As an IT professional, I worked on the verification system for the Prototype International Data Centre during 1999 when the Senate Republicans (and Clinton) rejected the Comprehensive Nuclear-Test-Ban Treaty on the grounds that it wasn't verifiable. I was also working there in 1998 when within 15 minutes of it happening my pager went off when Pakistan and then India did their tests (thank goodness it wasn't data corruption!). While I'm no PhD and pretty much everyone else was (international group represented by all nations involved with the treaty - and a heck of a Wednesday night soccer practice) they know. Squiggly line slowly getting big: earthquake; flat line suddenly turning squiggly: bomb. Really smart people double check by hand before raising flags just as if you subscribe to USGS earthquake warnings (was that really a 4.2 at 2012-Apr-09 21:37:09 in Gulf of California?). They know pretty well what, how much, when and where. It's "just" physics and it's based on the sensitively of the monitoring instruments. And it turns out that the instruments are really sensitive and it takes incredibly advanced technology to make an under 1 kiloton bomb. It won't be a country's first test. Point is we should lead the way in signing this. Cold war mentality is to monitor Russia. If that's not our goal, if our real goal is the "non proliferation" of nuclear bombs then those seeking to acquire the technology must test (sound familiar?) and testing below current detectable levels means they already have the technology and have already tested it on a larger scale. Ban everyone from testing the big stuff and you'll make the small stuff much harder to come by. Politics - not science - is why unfortunately the US has not yet signed this treaty.
Useless. Everyone knows Iran has now stuffed their entire bedrock full of styrofoam packing peanuts.
That theory has a single point of failure due to an even better killing machine than nukes: Religion. Who would willingly make the world burn? Those who believe they will be rewarded in the next.
and unduly constrains the US (and others) in the future. How many tests have there been since the late1990s? Other than NK nothing since the tit for tat Pakistan/India tests in 1998. That was... hmm.. 13+ years ago?
Also you have to remember that a lot of these weapon systems were not exactly reliable or pin point accuracy.
So while yes, if you get a big enough boom, and aim it at a sufficiently large city, odds are you will hit it. However a lot can go wrong between the red button, and actually detonation. It might not fire. It might not navigate to the correct place. It might not detonate. Also if either side has any missile defense it might knock it down. This is a sort of fight that you get exactly one chance. So in those instances you likely target with 2 or 3 depending on the importance of the city.
Also as mentioned, a BIG part of the plan was to disable all or most of the opposing enemies missiles. This meant targeting ships groups, installations, bases, and plenty of stuff that are much harder to hit. Some were probably designated to be just big EMP communications knock out detail.

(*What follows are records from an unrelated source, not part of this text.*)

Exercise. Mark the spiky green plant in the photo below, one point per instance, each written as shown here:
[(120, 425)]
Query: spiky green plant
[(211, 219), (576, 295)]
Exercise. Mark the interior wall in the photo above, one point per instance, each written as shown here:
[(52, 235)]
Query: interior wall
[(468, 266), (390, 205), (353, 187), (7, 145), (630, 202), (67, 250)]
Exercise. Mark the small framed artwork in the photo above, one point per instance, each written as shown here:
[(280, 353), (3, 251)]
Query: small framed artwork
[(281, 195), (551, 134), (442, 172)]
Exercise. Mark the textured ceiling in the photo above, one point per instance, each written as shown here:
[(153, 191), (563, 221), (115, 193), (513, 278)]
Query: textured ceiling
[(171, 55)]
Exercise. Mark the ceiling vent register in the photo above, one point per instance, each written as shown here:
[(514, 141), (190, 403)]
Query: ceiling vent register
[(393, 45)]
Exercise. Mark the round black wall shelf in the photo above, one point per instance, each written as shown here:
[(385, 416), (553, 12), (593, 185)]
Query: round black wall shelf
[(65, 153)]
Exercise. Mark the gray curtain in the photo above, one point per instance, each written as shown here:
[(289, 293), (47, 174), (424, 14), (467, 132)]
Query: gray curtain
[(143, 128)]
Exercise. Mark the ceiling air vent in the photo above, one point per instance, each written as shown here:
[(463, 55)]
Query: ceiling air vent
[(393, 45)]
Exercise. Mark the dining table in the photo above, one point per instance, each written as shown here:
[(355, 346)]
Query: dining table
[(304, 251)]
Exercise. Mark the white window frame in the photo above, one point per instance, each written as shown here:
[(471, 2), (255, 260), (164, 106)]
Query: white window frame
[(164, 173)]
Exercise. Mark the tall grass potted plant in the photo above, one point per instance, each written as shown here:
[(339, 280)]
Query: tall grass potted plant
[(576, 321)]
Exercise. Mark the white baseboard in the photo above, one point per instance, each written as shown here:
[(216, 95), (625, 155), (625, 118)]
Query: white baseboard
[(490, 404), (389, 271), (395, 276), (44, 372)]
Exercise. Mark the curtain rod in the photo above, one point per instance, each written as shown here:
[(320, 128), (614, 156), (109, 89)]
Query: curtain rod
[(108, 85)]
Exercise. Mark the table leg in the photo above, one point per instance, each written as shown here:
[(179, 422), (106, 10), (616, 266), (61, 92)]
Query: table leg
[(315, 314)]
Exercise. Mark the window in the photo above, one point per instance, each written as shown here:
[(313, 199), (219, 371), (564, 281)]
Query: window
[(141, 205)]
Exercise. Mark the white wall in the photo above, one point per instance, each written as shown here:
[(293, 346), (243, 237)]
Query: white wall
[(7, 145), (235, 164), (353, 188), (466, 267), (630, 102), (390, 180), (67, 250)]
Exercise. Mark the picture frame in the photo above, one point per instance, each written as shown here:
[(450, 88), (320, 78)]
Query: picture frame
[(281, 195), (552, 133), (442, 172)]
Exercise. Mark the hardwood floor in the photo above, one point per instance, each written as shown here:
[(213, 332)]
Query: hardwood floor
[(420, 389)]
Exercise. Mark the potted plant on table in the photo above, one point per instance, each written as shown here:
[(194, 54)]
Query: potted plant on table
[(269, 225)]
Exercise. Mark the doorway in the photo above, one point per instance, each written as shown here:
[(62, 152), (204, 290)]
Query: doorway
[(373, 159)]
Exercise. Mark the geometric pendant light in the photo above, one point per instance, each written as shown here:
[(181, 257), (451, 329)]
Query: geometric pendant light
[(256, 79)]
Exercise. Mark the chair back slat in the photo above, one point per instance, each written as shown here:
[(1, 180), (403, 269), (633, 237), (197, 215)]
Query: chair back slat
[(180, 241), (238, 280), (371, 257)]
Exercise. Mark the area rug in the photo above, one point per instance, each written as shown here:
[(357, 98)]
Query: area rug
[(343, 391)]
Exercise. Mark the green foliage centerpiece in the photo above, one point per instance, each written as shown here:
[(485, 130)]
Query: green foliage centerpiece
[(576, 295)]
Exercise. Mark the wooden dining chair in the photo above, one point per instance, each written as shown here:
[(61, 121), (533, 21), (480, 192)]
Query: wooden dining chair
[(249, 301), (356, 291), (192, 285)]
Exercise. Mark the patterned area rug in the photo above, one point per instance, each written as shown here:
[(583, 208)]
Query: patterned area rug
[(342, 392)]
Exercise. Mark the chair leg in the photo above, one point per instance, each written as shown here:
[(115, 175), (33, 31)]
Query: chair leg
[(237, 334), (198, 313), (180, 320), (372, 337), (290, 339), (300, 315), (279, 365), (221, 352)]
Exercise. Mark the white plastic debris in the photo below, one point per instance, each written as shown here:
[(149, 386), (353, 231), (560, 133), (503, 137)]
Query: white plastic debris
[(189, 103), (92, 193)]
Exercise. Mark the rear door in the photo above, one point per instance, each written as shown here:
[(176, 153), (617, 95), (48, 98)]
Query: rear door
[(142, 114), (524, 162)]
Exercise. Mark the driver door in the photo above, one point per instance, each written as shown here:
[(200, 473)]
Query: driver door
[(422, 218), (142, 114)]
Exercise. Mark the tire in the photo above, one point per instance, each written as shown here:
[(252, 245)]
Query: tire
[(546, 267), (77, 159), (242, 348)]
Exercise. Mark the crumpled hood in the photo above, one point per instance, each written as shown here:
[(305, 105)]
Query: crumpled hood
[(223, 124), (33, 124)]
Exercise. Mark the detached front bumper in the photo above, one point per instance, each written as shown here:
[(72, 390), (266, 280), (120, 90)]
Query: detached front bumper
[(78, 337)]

Now target several to all those things.
Then you have the subterfuge on both sides, hiding bases, fake silos, mobile launch platforms. Hey, its probably a fake installation, but it could be real, and targeting NY, are you willing to risk it? Better target them all anyway. For everyone you get you could potentially save millions.
Likely the only thing not targeted would be subs, though certainly their ports and navel bases would be. Anyway after awhile I can see how it would add up. Insane yes, but I can understand the madness.